Etrafımızı saran tüm evrenin idrakini görmekte değil, bakmakta toplayan sessiz ses!
Zahir, Hz İsa olduğunu düşündüğüm şahıs. Hz. İsa yı anımsatacak şekilde çarmıhta (palangada) sokaklarda öldürülüşü. Zahirin arkasındaki 12 çalgıcının, 12 havariyi hatırlatışı.
Ve dahi Zahir’in "içinizden biri beni ihbar edecek" deyişiyle Hz. İsa’yı aldatan 12 havariden birinin varlığını hatırlatışı bunu düşünmeme sebep oldu.

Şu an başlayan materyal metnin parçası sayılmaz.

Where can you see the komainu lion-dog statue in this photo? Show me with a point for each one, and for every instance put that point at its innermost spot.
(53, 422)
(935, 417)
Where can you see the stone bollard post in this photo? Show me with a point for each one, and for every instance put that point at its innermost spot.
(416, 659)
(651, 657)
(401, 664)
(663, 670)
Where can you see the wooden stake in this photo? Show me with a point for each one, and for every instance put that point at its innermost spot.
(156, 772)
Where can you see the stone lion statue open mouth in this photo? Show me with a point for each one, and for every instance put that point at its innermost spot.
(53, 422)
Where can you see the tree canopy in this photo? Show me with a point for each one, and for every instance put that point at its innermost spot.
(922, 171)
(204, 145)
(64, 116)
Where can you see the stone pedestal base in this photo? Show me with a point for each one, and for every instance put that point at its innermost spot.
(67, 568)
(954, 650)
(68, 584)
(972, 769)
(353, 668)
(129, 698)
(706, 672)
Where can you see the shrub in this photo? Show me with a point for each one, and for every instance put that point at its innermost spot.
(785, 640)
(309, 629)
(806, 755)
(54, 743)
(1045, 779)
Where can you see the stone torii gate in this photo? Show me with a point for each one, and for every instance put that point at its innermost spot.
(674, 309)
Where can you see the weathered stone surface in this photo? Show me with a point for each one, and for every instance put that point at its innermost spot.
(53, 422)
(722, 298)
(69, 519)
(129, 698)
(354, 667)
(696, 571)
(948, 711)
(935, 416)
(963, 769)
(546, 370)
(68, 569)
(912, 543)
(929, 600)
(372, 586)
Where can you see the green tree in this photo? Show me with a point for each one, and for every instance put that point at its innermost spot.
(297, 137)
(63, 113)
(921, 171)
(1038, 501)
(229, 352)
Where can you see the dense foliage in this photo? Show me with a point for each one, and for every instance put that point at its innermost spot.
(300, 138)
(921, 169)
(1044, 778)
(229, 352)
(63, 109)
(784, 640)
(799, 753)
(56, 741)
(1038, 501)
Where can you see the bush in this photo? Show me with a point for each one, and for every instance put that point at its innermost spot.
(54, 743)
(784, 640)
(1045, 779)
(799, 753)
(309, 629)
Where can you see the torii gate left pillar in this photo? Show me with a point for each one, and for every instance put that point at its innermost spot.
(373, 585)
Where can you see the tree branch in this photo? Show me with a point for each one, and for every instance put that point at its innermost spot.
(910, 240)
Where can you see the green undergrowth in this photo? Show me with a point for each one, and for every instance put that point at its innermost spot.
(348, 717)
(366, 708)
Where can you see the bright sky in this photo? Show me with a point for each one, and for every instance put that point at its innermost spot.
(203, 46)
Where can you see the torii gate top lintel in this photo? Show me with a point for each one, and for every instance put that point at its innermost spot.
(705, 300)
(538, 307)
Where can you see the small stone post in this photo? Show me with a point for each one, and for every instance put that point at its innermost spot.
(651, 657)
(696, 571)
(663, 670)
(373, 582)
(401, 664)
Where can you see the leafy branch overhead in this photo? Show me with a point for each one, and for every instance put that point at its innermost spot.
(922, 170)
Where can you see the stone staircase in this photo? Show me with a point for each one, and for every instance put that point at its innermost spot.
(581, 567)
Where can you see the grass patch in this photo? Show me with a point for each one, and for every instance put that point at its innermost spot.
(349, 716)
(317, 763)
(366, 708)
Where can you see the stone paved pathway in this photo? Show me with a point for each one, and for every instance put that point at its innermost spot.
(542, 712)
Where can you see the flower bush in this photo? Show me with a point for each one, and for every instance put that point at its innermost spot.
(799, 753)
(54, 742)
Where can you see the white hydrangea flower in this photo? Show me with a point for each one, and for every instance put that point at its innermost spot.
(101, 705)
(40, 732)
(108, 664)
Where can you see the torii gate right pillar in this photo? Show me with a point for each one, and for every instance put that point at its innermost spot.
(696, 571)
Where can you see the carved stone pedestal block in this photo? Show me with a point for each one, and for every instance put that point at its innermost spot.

Tagut, şeytanın ta kendisi.
Eflatun, Hz Muhammet(Allahın selamı onun üzerine olsun) olduğunu düşündüğüm şahıs. (Babasını kaybetmesi ve dedesi tarafından yetiştirilmiş olması) Ve dahi insanların arasındaki en nurlusu… Sessiz sesi varlığında aramadan bulan(S.A.V) peygamberimiz.
Davut, bana Hz Aliyi hatırlattı.
Sonuç olarak; içice geçmiş tarihsel olayları bize serbest çağrışımla hatırlatan bu kitap, bize hissedişin kuvvetini, anlamanın sırrını, susmakta ve kâinata bir bakışla anlamak gerektiğine işaret etmektedir.
“Hakikati bu şekilde gören gözün hiçbir şey görmesine gerek yoktu.”
O yüzden;
“Beklide susmak, gerçeği anlatmanın tek yoluydu”
Sustum…
Duymanın nezdinde anlamaktır sesin kuvveti!
O ses ki, rikkat,
anlayana bir hoş gelir, sedasında Hak’ (k) ın.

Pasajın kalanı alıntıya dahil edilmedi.